Seine Spätaufführungen schilderte Prof. Dr. J. Gregor als das großartigste österreichische Welttheater des 18. Jahrhunderts.

Neben diesem Weltuntergangsspiel schufen zwei Axamer Dorf burschen in den Jahren 1677 78 ein nicht minder auftrittsreiches Schauspiel vom Patriarchen Jakob mit seinen zwölf Söhnen. Es gelangte aber erst knapp vor der einsetzenden Belagerung Wiens durch die Türken, im Juni 1683, als Votivwerk zur Aufführung, während alle Vergnügungen, Maskeraden und Saitenspiele der Türkengefahr wegen im Lande verboten waren. Dieses Verlöbniswerk hielt sich seither in verschiedenen Abwandlungen bis in die Gegenwart. Die beiden Handschriften von 1677 78 bilden die Grundlage einer Ausgabe, die jetzt dank dem Entgegenkommen der Deutschen Forschungsgemeinschaft neben dem zehnbändigen Handbuch der Theaterwissenschaft C. Niessens im Theaterverlag Lechte zu Emsdetten (Westfalen) in Druck gelegt wird. So naiv-volksmäßig das bunte Schicksal Josefs von Aegypten vorgeführt erscheint, strotzt das Spiel von gewaltigen Antithesen des Barock von Gotteshand und Menschenwerk, von Hirtenseligkeit, Hof- und Militärpracht und Aufstiegsmöglichkeit aus dem Bauernstände, aber auch von Christentum und Tatarentum, so daß damals, als die abendländische Christenheit um Wien und Westeuropa zitterte, dieses Verlöbnisspiel wie ein aufrüttelnder Aufruf und wie ein Gebetsschrei um Hilfe gewirkt haben mag. Noch heute ist der Stoff reich an zeitgerechten Ausrichtungen. Die stadtnahe Gemeinde A x a m s, abseits von Bahn und Hauptstraße auf freiem Mittelgebirgsboden in der mächtigsten Alpenlandschaft hingelagert, geht vom geschlossenen Bauerndorf in eine aufgelockerte Arbeitermehrheit über, verkörpert demnach geradezu den alpinen Wandel und vermöchte daher auch in ihrem Spiele einiges zu jener Atmosphäre mitzugeben, die den vielen Problemen unseres durchsetzten Landlebens gerechter wird.

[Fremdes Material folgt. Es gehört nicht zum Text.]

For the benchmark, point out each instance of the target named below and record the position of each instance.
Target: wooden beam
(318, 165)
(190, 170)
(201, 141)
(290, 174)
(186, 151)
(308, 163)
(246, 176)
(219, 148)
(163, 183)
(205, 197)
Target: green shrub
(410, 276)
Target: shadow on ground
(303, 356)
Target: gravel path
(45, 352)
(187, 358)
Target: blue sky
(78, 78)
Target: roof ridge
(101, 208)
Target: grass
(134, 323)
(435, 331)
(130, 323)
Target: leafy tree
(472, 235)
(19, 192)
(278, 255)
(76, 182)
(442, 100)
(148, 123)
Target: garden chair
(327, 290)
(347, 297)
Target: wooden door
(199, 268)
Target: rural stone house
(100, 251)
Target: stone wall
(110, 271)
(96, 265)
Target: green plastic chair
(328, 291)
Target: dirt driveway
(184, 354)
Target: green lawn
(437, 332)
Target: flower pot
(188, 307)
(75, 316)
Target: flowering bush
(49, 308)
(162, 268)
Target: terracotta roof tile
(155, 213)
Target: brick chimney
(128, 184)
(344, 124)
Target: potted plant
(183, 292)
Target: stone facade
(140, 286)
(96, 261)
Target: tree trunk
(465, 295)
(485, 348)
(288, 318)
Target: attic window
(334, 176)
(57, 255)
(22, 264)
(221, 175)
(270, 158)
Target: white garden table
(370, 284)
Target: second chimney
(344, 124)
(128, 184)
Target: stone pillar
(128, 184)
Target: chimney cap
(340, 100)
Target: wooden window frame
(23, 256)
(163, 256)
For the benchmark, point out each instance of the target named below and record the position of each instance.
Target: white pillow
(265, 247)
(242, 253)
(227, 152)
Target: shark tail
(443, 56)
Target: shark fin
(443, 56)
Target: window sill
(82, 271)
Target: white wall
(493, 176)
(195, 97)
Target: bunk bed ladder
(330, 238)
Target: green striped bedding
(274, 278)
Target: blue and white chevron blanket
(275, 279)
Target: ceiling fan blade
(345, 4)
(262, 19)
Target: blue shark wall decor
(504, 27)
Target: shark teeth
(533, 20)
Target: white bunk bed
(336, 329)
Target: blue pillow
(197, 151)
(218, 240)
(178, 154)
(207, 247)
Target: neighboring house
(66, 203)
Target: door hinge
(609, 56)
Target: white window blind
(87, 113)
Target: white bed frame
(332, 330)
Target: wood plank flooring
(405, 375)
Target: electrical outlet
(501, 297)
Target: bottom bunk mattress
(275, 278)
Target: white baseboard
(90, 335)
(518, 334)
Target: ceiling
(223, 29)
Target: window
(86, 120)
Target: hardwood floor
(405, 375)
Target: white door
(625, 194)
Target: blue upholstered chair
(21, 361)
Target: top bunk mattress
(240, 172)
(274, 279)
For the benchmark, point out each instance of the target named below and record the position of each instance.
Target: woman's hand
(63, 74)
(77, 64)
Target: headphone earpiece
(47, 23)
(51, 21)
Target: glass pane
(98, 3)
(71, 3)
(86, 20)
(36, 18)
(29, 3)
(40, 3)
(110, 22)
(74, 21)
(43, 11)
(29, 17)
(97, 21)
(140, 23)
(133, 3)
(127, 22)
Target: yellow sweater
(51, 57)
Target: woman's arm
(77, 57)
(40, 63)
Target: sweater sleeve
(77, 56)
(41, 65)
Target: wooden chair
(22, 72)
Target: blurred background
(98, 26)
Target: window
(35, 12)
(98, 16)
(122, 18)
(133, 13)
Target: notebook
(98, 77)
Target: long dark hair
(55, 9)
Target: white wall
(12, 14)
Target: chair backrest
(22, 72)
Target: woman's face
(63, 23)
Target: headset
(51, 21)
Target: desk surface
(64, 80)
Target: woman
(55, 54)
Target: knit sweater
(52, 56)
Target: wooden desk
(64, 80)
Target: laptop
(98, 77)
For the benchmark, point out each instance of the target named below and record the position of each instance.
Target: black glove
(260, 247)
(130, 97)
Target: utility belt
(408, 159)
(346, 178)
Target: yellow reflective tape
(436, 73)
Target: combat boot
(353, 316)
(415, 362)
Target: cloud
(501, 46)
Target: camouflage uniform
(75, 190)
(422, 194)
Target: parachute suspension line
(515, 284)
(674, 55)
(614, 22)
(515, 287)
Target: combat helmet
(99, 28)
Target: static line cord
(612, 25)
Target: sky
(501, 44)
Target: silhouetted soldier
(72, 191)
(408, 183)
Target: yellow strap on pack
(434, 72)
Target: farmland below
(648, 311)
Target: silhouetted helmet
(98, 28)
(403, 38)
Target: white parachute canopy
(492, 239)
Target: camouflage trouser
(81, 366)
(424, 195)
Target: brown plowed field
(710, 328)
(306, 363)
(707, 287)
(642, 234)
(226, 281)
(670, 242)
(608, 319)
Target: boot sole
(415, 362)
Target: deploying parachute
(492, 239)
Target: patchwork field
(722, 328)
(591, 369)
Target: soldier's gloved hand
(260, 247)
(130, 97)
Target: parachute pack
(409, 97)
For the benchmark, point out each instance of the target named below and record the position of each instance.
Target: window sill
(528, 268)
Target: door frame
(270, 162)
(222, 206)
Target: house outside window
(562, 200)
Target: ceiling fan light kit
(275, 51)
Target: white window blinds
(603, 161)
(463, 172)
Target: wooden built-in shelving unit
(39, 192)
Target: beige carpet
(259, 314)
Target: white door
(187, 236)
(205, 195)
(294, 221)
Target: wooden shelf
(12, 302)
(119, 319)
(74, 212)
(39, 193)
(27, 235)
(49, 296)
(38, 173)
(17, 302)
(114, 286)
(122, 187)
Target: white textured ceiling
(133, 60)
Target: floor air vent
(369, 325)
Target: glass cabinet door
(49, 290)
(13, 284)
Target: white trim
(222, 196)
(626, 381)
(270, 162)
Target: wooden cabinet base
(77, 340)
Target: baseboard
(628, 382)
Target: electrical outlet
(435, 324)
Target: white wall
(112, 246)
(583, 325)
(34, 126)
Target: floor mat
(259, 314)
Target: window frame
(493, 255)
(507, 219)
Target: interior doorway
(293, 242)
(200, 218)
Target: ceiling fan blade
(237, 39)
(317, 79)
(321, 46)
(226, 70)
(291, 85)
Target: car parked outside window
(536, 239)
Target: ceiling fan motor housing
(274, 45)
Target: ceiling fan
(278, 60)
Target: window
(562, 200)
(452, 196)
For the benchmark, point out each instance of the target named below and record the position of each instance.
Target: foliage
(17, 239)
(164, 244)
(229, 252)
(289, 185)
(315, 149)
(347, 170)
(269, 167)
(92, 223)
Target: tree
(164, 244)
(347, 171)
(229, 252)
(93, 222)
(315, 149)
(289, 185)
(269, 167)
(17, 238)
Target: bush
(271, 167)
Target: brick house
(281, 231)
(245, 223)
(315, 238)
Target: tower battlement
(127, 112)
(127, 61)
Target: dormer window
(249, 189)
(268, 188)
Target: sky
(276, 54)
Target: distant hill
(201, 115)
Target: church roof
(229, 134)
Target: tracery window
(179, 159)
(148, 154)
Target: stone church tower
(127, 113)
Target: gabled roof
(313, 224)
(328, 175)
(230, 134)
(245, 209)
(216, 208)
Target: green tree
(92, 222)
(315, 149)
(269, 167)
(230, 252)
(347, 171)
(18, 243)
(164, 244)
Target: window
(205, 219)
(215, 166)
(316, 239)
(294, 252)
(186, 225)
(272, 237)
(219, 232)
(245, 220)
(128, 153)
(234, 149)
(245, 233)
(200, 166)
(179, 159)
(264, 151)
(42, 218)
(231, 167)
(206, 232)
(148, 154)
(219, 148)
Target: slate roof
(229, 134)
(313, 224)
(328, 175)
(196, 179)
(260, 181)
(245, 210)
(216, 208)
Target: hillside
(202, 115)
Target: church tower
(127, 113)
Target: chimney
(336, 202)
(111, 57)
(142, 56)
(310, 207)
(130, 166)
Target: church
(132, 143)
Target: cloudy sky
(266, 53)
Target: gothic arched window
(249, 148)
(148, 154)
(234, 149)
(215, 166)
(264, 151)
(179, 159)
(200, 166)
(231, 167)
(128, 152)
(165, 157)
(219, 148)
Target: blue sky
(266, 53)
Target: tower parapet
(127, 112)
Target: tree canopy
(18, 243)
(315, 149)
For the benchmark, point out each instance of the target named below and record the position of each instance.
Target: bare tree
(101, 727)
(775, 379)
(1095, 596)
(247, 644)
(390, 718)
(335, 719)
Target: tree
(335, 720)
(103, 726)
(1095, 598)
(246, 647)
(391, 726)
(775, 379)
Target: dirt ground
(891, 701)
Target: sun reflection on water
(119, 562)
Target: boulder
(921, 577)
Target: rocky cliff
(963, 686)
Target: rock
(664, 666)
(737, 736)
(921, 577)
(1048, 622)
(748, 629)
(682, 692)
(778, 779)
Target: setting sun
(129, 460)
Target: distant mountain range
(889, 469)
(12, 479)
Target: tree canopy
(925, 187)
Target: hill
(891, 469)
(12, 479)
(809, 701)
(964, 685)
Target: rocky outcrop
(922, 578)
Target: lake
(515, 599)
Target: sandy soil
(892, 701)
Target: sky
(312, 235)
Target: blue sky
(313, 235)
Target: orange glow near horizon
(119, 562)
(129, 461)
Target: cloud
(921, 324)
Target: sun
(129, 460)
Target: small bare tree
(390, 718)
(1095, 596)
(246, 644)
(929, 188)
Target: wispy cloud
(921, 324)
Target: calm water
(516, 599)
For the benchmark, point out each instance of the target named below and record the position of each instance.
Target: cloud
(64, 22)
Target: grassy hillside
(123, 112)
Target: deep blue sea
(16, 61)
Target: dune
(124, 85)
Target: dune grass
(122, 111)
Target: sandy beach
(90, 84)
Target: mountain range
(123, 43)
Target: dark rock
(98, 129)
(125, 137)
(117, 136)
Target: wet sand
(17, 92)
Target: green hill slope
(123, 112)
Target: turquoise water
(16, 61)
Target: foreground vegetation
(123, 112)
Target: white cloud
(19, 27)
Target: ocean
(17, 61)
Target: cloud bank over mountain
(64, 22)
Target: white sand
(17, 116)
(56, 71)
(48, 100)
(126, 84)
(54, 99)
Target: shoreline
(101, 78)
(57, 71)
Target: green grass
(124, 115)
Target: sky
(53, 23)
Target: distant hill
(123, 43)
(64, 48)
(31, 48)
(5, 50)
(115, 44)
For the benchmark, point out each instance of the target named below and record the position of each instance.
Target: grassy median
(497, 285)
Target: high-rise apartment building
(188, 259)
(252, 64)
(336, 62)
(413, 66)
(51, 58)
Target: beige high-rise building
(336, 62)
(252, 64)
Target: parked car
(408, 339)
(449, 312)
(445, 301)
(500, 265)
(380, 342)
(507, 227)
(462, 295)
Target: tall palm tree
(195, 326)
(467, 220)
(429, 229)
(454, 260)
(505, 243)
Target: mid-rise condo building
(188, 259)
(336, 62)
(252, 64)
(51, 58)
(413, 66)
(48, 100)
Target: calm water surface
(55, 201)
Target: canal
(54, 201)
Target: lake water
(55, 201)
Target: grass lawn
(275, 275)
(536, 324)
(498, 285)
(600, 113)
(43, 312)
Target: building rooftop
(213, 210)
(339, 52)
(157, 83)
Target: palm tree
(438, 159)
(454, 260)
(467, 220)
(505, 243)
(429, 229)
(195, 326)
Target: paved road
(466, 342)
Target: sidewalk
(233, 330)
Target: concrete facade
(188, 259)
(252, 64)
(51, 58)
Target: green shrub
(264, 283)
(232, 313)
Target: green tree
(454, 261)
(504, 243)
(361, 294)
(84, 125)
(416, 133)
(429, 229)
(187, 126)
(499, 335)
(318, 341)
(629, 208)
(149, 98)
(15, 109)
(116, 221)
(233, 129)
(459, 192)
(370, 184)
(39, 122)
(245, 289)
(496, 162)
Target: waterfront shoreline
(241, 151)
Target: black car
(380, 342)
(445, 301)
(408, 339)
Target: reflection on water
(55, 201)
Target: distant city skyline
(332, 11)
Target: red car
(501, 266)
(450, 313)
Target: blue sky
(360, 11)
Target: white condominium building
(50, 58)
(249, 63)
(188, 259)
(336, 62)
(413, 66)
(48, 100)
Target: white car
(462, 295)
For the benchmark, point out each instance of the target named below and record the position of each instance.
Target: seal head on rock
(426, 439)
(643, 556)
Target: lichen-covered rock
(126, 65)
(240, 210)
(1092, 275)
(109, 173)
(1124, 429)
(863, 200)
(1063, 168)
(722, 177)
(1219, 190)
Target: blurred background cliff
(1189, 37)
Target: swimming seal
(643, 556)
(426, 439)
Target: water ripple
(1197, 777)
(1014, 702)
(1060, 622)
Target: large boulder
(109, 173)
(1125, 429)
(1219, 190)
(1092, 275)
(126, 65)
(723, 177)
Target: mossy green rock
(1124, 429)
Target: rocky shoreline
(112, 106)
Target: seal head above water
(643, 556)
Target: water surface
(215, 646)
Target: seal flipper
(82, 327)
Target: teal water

Die Axamer bereiten die Wiederaufnahme jenes Josefspiels für Frühjahr 1954 vor. Sie hatten es im herkömmlichen Stil biblischer Erzählung 1947 48 zum letzten Male mit guten Erfolgen dargeboten. Die Auszeichnung, daß ihr alter Spieltext sozusagen als Musterbeispiel eines größeren dörflichen Volksschauspiels des 17. Jahrhunderts durch seine Drucklegung herausgehoben wird, löste eine starke Begeisterung und Einmütigkeit in der Gemeinde aus. Sie ist entschlossen, ihrer großen Aufgabe zu entsprechen. Schon bei den Vorstellungen vor 5, 6 Jahren konnte man eine gewisse Sehnsucht unter den zahlreichen ländlichen Zuschauern aus Tirol und der Nachbarschaft nach früheren, rein ländlichen Zuständen und eine starke Teilnahme an den landwirtschaftlichen Sorgen und den Hofkämpfen des daraus emporgestiegenen Staatsmannes beobachten, die über die Neugier nach der oberschichtlichen Welt von ehedem beträchtlich hinausging. So könnte die Neufassung und Neugestaltung des alten Spielvorwurfes an gegenwärtige Verhältnisse und Geschehnisse anknüpfen und das alte Volksschauspiel über das rein Stoffliche als Volksausdruck der Gegenwart hinausführen.